Abstract
Introduction:
Copper IUD is a long term and reversible contraception which equals tubal ligation in terms of sterilization. One of the barriers to using this contraception method is the fear and the pain associated with its insertion. Eutectic mixture of local anesthetics (EMLA) 5% is a local anesthetic that contains 25 mg lidocaine and 25 mg of prilocaine per gram. Application of topical analgesic cream to the cervix for laser surgery, hysteroscopy and hysterosalpingography is known
Aims:
this study aimed to determine the effect of EMLA on IUD insertion pain.
Methods:
This triple blind clinical trial was conducted on 92 women in a clinic in Hamedan in 2012. After applying the cream on the cervix, pain in three steps, after using Tenaculum, after inserting hystrometr and after inserting IUD and removing IUD insertion tube were assessed with visual analog scale and were compared in EMLA group and placebo group
Statistical analysis used to determine and compare the pain of independent t tests, Mann-Whitney U test and repeated measures analysis of variance and chi-square tests to determine the homogeneity of variables and Fisher’s exact test was used
Results:
Insertion hystrometr was determined as the most painful IUD insertion. The mean pain at step 2 (inserting hystrometr) was (3/11±2/53) in EMLA group, (5/23±2/31) in placebo group. EMLA cream significantly reduced the pain after using tenaculum (P<0/001), pain inserting Hystrometr (P< 0/001) and pain at IUD insertion and removing insertion tube (P< 0/001)
Conclusions:
Topical Application of EMLA 5% cream as a topical anesthetic on the cervix before insertion IUD reduced the pain during this procedure.
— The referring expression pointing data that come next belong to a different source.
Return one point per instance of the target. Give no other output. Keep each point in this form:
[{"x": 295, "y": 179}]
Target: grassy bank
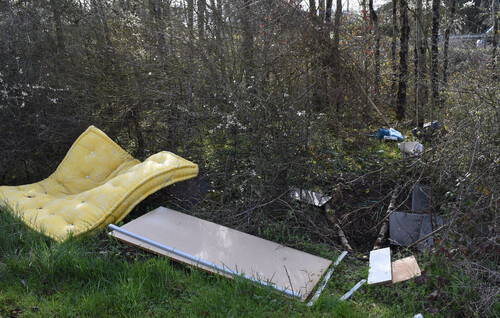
[{"x": 98, "y": 276}]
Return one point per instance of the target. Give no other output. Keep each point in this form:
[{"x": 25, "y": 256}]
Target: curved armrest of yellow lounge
[{"x": 94, "y": 196}]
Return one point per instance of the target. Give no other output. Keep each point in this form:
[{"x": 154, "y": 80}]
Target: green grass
[{"x": 99, "y": 276}]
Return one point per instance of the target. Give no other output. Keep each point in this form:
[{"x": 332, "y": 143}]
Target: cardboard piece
[
  {"x": 243, "y": 253},
  {"x": 380, "y": 267},
  {"x": 310, "y": 197},
  {"x": 407, "y": 228},
  {"x": 404, "y": 269}
]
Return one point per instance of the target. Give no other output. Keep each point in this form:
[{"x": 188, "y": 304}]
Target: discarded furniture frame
[{"x": 96, "y": 184}]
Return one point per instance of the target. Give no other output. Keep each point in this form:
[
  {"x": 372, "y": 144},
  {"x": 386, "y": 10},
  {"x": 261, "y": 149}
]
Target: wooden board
[
  {"x": 243, "y": 253},
  {"x": 380, "y": 267},
  {"x": 404, "y": 269}
]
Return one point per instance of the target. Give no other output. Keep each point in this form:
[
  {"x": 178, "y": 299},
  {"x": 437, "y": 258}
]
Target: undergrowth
[{"x": 99, "y": 276}]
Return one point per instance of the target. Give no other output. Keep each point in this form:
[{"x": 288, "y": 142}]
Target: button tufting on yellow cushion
[{"x": 96, "y": 183}]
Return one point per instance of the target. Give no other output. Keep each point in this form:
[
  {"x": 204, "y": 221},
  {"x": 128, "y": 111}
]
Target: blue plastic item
[{"x": 389, "y": 134}]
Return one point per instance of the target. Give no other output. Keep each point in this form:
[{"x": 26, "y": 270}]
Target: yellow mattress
[{"x": 96, "y": 184}]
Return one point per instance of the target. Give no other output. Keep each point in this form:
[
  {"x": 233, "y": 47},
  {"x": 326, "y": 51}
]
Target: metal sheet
[
  {"x": 380, "y": 271},
  {"x": 310, "y": 197},
  {"x": 404, "y": 228},
  {"x": 421, "y": 198},
  {"x": 407, "y": 228},
  {"x": 242, "y": 253}
]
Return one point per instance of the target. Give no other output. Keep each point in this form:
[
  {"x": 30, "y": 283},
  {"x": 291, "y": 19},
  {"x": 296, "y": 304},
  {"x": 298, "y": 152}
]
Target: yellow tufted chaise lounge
[{"x": 96, "y": 184}]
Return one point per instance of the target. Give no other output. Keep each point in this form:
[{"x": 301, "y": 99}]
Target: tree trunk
[
  {"x": 403, "y": 61},
  {"x": 421, "y": 70},
  {"x": 248, "y": 43},
  {"x": 328, "y": 14},
  {"x": 336, "y": 28},
  {"x": 434, "y": 56},
  {"x": 202, "y": 4},
  {"x": 190, "y": 13},
  {"x": 312, "y": 7},
  {"x": 321, "y": 10},
  {"x": 374, "y": 20},
  {"x": 394, "y": 47},
  {"x": 56, "y": 10},
  {"x": 453, "y": 6},
  {"x": 494, "y": 51}
]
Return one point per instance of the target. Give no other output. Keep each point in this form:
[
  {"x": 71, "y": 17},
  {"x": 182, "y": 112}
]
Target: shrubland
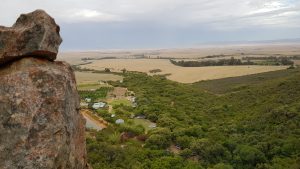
[{"x": 255, "y": 126}]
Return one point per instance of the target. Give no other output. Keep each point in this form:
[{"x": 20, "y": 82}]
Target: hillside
[{"x": 254, "y": 126}]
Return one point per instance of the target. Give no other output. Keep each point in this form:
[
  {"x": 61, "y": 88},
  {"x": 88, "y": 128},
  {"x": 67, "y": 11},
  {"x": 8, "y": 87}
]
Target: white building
[
  {"x": 98, "y": 105},
  {"x": 88, "y": 100},
  {"x": 120, "y": 121}
]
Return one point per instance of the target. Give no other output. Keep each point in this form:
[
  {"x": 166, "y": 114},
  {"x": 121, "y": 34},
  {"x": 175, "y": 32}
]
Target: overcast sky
[{"x": 115, "y": 24}]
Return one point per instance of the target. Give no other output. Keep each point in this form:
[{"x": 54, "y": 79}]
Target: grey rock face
[
  {"x": 34, "y": 34},
  {"x": 40, "y": 123}
]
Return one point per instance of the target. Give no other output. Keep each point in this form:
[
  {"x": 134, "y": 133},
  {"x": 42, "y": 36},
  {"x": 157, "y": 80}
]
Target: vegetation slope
[{"x": 245, "y": 125}]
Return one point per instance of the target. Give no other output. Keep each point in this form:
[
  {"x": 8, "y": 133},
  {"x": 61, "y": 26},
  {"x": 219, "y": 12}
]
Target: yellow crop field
[
  {"x": 92, "y": 78},
  {"x": 179, "y": 74}
]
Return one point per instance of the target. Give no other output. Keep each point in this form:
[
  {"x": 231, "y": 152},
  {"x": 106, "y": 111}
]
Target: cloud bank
[{"x": 163, "y": 23}]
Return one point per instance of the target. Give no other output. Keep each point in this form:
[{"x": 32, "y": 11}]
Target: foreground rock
[
  {"x": 34, "y": 34},
  {"x": 40, "y": 125}
]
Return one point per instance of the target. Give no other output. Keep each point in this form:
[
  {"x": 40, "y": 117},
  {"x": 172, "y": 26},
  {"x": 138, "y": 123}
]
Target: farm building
[
  {"x": 98, "y": 105},
  {"x": 88, "y": 100},
  {"x": 120, "y": 121}
]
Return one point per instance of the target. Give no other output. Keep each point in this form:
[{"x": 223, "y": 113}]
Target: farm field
[
  {"x": 179, "y": 74},
  {"x": 197, "y": 52},
  {"x": 92, "y": 78}
]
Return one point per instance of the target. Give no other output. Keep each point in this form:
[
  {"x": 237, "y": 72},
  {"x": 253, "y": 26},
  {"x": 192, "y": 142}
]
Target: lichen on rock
[{"x": 40, "y": 123}]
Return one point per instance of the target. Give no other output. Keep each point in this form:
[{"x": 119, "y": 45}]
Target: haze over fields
[{"x": 132, "y": 24}]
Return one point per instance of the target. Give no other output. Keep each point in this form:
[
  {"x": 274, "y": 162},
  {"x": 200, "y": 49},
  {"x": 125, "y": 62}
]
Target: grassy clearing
[
  {"x": 144, "y": 122},
  {"x": 125, "y": 102}
]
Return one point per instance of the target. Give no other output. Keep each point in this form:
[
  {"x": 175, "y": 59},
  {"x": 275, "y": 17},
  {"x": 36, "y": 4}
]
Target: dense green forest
[{"x": 244, "y": 125}]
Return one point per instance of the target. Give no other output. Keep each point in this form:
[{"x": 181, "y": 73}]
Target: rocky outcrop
[
  {"x": 34, "y": 34},
  {"x": 40, "y": 123}
]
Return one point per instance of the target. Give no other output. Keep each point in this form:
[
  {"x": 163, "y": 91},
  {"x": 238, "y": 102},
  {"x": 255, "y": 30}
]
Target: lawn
[
  {"x": 144, "y": 122},
  {"x": 125, "y": 102}
]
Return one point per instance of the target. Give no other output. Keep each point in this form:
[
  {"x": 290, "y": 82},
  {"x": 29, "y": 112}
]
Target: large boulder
[
  {"x": 40, "y": 123},
  {"x": 34, "y": 34}
]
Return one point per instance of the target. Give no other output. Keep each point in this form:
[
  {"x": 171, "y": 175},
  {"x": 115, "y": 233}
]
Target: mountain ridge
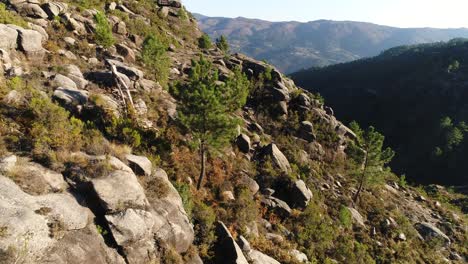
[{"x": 292, "y": 45}]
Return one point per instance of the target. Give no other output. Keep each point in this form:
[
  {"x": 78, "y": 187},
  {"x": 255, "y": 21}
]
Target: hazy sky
[{"x": 399, "y": 13}]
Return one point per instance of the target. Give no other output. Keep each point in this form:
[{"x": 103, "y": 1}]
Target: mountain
[
  {"x": 416, "y": 95},
  {"x": 127, "y": 137},
  {"x": 293, "y": 46}
]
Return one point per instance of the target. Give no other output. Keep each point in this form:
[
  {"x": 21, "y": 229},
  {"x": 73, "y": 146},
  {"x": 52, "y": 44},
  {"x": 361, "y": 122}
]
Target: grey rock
[
  {"x": 171, "y": 221},
  {"x": 250, "y": 183},
  {"x": 277, "y": 157},
  {"x": 133, "y": 73},
  {"x": 30, "y": 42},
  {"x": 32, "y": 10},
  {"x": 227, "y": 251},
  {"x": 75, "y": 74},
  {"x": 63, "y": 81},
  {"x": 356, "y": 216},
  {"x": 299, "y": 256},
  {"x": 8, "y": 37},
  {"x": 120, "y": 190},
  {"x": 139, "y": 164},
  {"x": 54, "y": 9},
  {"x": 71, "y": 97},
  {"x": 243, "y": 143}
]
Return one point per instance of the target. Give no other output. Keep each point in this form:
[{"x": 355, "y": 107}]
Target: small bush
[
  {"x": 204, "y": 42},
  {"x": 7, "y": 17},
  {"x": 103, "y": 34},
  {"x": 154, "y": 56}
]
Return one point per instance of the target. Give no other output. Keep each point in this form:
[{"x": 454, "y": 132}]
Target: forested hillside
[{"x": 416, "y": 95}]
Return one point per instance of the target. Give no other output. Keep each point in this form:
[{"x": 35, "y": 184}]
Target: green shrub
[
  {"x": 154, "y": 56},
  {"x": 204, "y": 42},
  {"x": 7, "y": 17},
  {"x": 103, "y": 35},
  {"x": 52, "y": 128}
]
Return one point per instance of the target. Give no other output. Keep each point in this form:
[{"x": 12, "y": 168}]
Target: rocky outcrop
[
  {"x": 227, "y": 251},
  {"x": 277, "y": 157}
]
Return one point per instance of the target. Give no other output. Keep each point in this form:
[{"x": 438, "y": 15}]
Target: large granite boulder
[
  {"x": 227, "y": 251},
  {"x": 8, "y": 37}
]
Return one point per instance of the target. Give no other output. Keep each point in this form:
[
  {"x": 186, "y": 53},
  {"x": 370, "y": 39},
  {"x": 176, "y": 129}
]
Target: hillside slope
[
  {"x": 416, "y": 96},
  {"x": 103, "y": 110},
  {"x": 293, "y": 46}
]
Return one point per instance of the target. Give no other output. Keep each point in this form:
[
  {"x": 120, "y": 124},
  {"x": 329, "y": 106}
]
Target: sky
[{"x": 398, "y": 13}]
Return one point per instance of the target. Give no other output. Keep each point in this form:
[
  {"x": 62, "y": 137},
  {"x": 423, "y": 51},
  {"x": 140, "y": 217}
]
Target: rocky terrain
[
  {"x": 292, "y": 46},
  {"x": 97, "y": 168}
]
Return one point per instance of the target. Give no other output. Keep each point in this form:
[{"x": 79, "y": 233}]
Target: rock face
[
  {"x": 429, "y": 232},
  {"x": 277, "y": 157},
  {"x": 227, "y": 251},
  {"x": 8, "y": 37},
  {"x": 243, "y": 143},
  {"x": 139, "y": 164}
]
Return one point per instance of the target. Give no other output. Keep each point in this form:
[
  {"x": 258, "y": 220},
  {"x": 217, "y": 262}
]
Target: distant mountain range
[{"x": 293, "y": 46}]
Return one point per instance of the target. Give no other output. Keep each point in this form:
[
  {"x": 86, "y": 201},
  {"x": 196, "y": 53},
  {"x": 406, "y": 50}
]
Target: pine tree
[
  {"x": 222, "y": 44},
  {"x": 206, "y": 108},
  {"x": 368, "y": 155}
]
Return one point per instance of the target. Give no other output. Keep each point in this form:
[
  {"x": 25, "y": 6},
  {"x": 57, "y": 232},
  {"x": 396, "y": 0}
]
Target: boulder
[
  {"x": 131, "y": 72},
  {"x": 243, "y": 143},
  {"x": 60, "y": 80},
  {"x": 276, "y": 205},
  {"x": 119, "y": 190},
  {"x": 70, "y": 97},
  {"x": 429, "y": 232},
  {"x": 277, "y": 157},
  {"x": 54, "y": 9},
  {"x": 131, "y": 225},
  {"x": 171, "y": 221},
  {"x": 126, "y": 52},
  {"x": 227, "y": 251},
  {"x": 299, "y": 256},
  {"x": 300, "y": 195},
  {"x": 306, "y": 131},
  {"x": 250, "y": 183},
  {"x": 8, "y": 37},
  {"x": 356, "y": 216},
  {"x": 32, "y": 10},
  {"x": 30, "y": 42},
  {"x": 139, "y": 164},
  {"x": 75, "y": 74}
]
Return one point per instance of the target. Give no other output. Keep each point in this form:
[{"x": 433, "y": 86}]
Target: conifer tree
[
  {"x": 206, "y": 108},
  {"x": 368, "y": 155},
  {"x": 222, "y": 44}
]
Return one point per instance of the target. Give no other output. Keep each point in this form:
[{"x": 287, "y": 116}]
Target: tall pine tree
[
  {"x": 206, "y": 107},
  {"x": 369, "y": 157}
]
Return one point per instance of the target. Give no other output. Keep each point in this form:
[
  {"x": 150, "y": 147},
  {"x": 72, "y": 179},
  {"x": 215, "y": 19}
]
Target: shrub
[
  {"x": 52, "y": 129},
  {"x": 7, "y": 17},
  {"x": 154, "y": 56},
  {"x": 204, "y": 42},
  {"x": 103, "y": 35}
]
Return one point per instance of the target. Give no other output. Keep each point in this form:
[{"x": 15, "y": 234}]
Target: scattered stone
[
  {"x": 277, "y": 157},
  {"x": 357, "y": 217},
  {"x": 243, "y": 143},
  {"x": 226, "y": 249},
  {"x": 139, "y": 164}
]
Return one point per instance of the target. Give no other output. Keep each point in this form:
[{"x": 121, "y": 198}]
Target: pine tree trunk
[{"x": 202, "y": 163}]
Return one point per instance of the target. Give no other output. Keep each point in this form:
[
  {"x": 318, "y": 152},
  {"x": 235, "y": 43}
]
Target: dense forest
[{"x": 416, "y": 95}]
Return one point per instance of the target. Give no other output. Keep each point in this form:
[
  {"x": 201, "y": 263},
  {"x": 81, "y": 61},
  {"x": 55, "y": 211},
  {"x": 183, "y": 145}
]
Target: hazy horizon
[{"x": 395, "y": 13}]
Keywords: Lidocaine, Prilocaine, IUD, pain
1. Introduction
Copper IUD is a long term and reversible contraception which equals tubal ligation in terms of sterilization (Berek & Novak, 2007, WHO/RHR, 2008). One of the barriers to using this contraception method is the fear and the pain associated with its insertion (Murty, 2003). The mucosal lining of female genitalia is extremely sensitive to pain and most small procedures in that area are performed without analgesia (Rodney et al., 1992, De Laco, Marabini, Stefanetti, Del Vecchio, & Bovicelli, 2000). Studies show that about half of the people suffer average to severe IUD insertion pain (Mohammad-Alizadeh-Charandabi, Seidi, & Kazemi, 2010). This feeling varies from a little pain and discomfort to severe cramps with nausea and malaise (Murty, 2003). Since nerve endings are more abundant in cervix particularly internal os than in the body of uterus (Kozman et al., 2001). IUD insertion can incur pain in many different ways including: using tenaculum to hold cervix, using tenaculum to straighten uterus axis, inserting the catheter and IUD insertion tube, and finally inserting IUD. The factors that can aggravate the pain of IUD insertion include nulliparity, age over 30, long interval with pregnancy or last menstrual, and absence of breast feeding (Hubacher, Reyes, Lillo, Zepeda, Chen, & Croxatto, 2006).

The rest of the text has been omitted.